The shooting never reached acceptable levels, and neither did the result for the Nuggets, a 110-105 loss to the Kings on Monday night at the Pepsi Center. When the Kings needed them most, they made the plays down the stretch that sealed the win.
“We’ve got to shoot the ball better, particularly from the 3-point line,” Nuggets coach Brian Shaw said.
The Nuggets, meanwhile, couldn’t put consistent basketball together for any significant stretch of the game. Not enough to see them through, for sure. As a result, they were handed their second straight loss.
In the final two quarters, the Nuggets and Kings traded sloppiness for better shooting, so the field-goal percentages and turnovers both went up. The Nuggets could live with that. Their 31 points in the third quarter were a welcome sight. Now they just had to find a way to slow the Kings, who had a similar cobweb-clearing quarter and found a more effective shooting stroke as well.
That set up a fourth quarter to watch, if not savor, the overall quality of basketball. And it is in this environment that the Nuggets had thrived in this early portion of the season. They’re working on more aesthetically pleasing basketball, but they had won before in a game like this. And in a results-oriented business, that’s worth something.
PHOTOS: Denver Nuggets vs. Sacramento Kings, Nov. 3, 2014
But the result wasn’t there Monday night.
Wilson Chandler found something to build on in the fourth, scoring 12 points when the Nuggets needed them most in what had become a back-and-forth affair. His three free throws with 25.6 seconds left brought the Nuggets within two points at 105-103.
But the Kings answered throughout the fourth with their star, Rudy Gay, who had done next to nothing the entire contest but found his way to nine points in the final quarter. He made two free throws with 22.5 seconds left to answer Chandler’s.
The Kings’ Darren Collison made three free throws after that to keep the Nuggets at arm’s length.
Overall, the Kings went 40-for-47 at the free-throw line.

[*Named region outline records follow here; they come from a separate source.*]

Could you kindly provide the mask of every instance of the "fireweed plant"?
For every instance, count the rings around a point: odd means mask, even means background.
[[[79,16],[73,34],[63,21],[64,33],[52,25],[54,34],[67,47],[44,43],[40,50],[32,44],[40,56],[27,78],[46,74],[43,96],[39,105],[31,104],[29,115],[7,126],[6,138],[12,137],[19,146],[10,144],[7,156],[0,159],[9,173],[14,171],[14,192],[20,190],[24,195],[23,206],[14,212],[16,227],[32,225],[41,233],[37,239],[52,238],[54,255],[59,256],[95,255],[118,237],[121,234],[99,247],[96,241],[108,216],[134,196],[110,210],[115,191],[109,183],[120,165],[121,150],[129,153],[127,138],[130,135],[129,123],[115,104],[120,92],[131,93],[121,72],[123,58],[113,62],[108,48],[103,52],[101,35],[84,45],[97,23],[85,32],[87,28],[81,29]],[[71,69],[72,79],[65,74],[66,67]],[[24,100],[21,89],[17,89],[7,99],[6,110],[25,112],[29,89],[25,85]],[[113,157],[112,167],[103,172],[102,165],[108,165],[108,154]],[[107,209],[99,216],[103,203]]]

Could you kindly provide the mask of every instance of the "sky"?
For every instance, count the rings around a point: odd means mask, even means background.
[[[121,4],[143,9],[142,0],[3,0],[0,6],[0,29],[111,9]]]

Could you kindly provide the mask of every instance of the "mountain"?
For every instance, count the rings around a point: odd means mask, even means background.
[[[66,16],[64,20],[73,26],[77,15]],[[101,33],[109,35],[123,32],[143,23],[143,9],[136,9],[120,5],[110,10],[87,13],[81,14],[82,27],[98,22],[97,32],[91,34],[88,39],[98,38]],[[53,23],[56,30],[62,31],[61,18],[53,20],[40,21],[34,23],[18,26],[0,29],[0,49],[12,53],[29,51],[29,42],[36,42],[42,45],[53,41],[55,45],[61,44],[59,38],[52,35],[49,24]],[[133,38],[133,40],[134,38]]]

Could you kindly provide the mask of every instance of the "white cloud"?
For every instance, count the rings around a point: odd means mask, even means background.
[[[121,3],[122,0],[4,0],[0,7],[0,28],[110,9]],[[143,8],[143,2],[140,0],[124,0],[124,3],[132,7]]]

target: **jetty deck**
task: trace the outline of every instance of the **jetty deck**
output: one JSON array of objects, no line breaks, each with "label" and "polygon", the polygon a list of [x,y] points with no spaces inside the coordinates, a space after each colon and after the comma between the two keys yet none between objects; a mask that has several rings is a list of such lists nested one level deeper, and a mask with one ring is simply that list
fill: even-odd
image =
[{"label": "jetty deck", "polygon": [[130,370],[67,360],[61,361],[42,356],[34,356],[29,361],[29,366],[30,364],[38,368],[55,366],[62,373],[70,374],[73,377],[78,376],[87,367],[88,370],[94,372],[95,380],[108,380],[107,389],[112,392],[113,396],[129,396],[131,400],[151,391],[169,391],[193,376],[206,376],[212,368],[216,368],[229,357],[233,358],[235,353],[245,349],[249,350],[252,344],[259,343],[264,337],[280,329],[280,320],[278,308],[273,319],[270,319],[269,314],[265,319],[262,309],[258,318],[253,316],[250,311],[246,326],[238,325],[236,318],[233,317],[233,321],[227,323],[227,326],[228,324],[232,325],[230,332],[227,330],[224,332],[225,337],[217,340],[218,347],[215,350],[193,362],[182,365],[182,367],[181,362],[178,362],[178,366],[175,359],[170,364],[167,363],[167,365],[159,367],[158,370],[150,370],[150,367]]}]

And Shaw noted that statistic in the box score.
“We’re not going to win very many games at all if we give up 47 free-throw attempts,” Shaw said. He added: “We scored enough points to win, as ugly as we played offensively. We just couldn’t overcome the 47 free throws.”
And ultimately, Gay’s late-game effectiveness, combined with huge efforts from a number of players off Sacramento’s bench, provided the difference.